Franchement, j'avoue avoir accumulé les sécurités outre mesure.

En fait, les choses ont fort changé depuis que j'ai conçu ce block il y a bientôt 6 ans. Le logiciel dont je dispose (Train Controller) a fortement évolué et Lenz offre maintenant de nouveaux composants pour la rétrosignalisation de l'occupation des cantons avec la fonctionnalité RailCom intégrée. J'effectue le changement d'autant plus facilement que le nouveau câblage est très simple et que je ne dois modifier que mes panneaux d'appareillage. Je me félicite donc d'avoir tout centralisé sur ces derniers.

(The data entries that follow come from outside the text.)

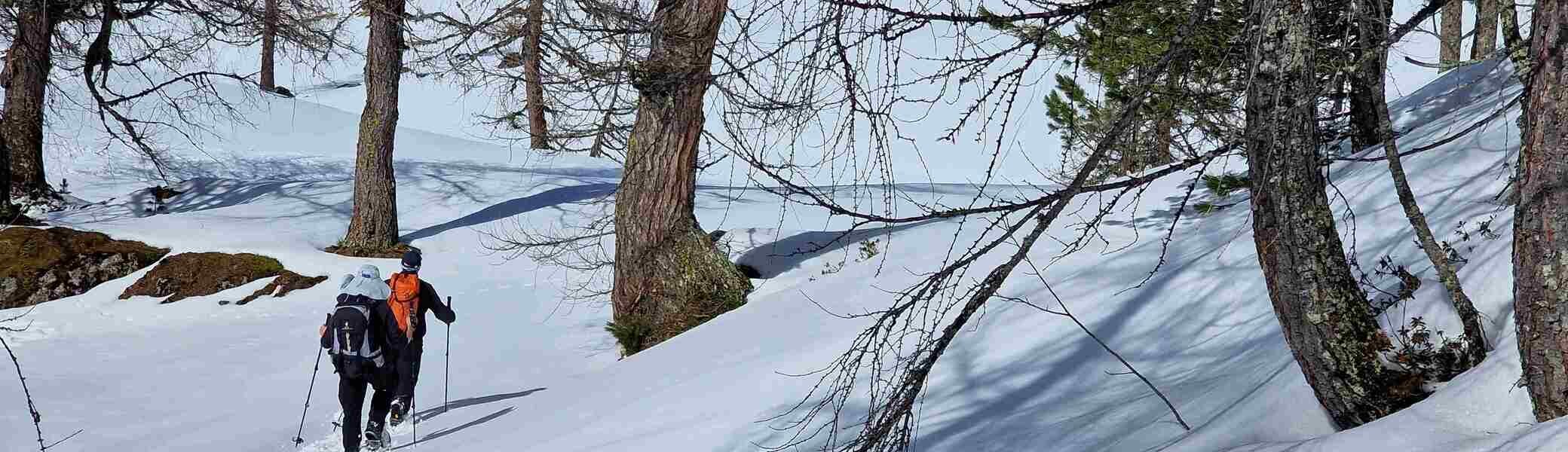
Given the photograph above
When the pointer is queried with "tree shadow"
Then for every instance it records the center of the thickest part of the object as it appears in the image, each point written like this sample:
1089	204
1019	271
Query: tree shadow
505	209
785	255
493	417
432	413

Un mot sur la fonctionnalité RailCom lancé par la firme Lenz en 2005. Ce système permet l'envoi en temps réel par les décodeurs d'informations variées à destination de la centrale. D'emblée, Lenz a évidemment prévu de disposer d'informations intéressantes telles que la vitesse des locomotives en circulation, le nombre total d'heures de marche, etc. ainsi que le contenu des CV dans lesquelles sont inscrits tous les paramètres de fonctionnement du décodeur. La première application proposée par Lenz fut la possibilité de connaître l'adresse de toute locomotive passant sur une certaine section de voie destinée à cet usage. A cet effet, cette firme a proposé dans un premier temps un module appelé "indicateur d'adresse LRC120" qui, raccordé à ladite section, permet de lire l'adresse de toute locomotive qui y transite. Cependant, cette application limitée n'autorisant pas autre chose que la connaissance de l'adresse sur l'écran du module LRC120, les modélistes attendaient la suite avec impatience. Il aura fallu patienter quelques années avant de voir évoluer le système RailCom.

TCO 6.JPG
En appuyant sur un interrupteur, l'adresse de la locomotive concernée apparaît sur l'écran de l'afficheur.

 

Le nouveau système de rétrosignalisation RailCom et la structure circulaire de son bus forment ce que Lenz appelle le RailCombus. Outre la communication bidirectionnelle, ce bus intègre une liaison au PC par USB de sorte que l'ordinateur connaîtra l'adresse de toutes les locos en fonction de leur position sur le réseau et non plus par déduction en fonction de leur marche de canton en canton.

 

Bien sûr, il faut que l'amplificateur soit adapté à RailCom ainsi que les décodeurs de locomotive. Mais déjà de nombreux fabricants tels que ESU, Tams, Kuehn, Hornby, CTE, Zimo, Viessmann et Ühlenbrock proposent amplificateurs, détecteurs d'adresse, interface vers PC et décodeurs équipés de la fonctionnalité RailCom. A noter qu'il existe un minuscule module émetteur proposé par 3 des fabricants cités qui permet de convertir les anciens décodeurs non RailCom et de les rendre compatibles.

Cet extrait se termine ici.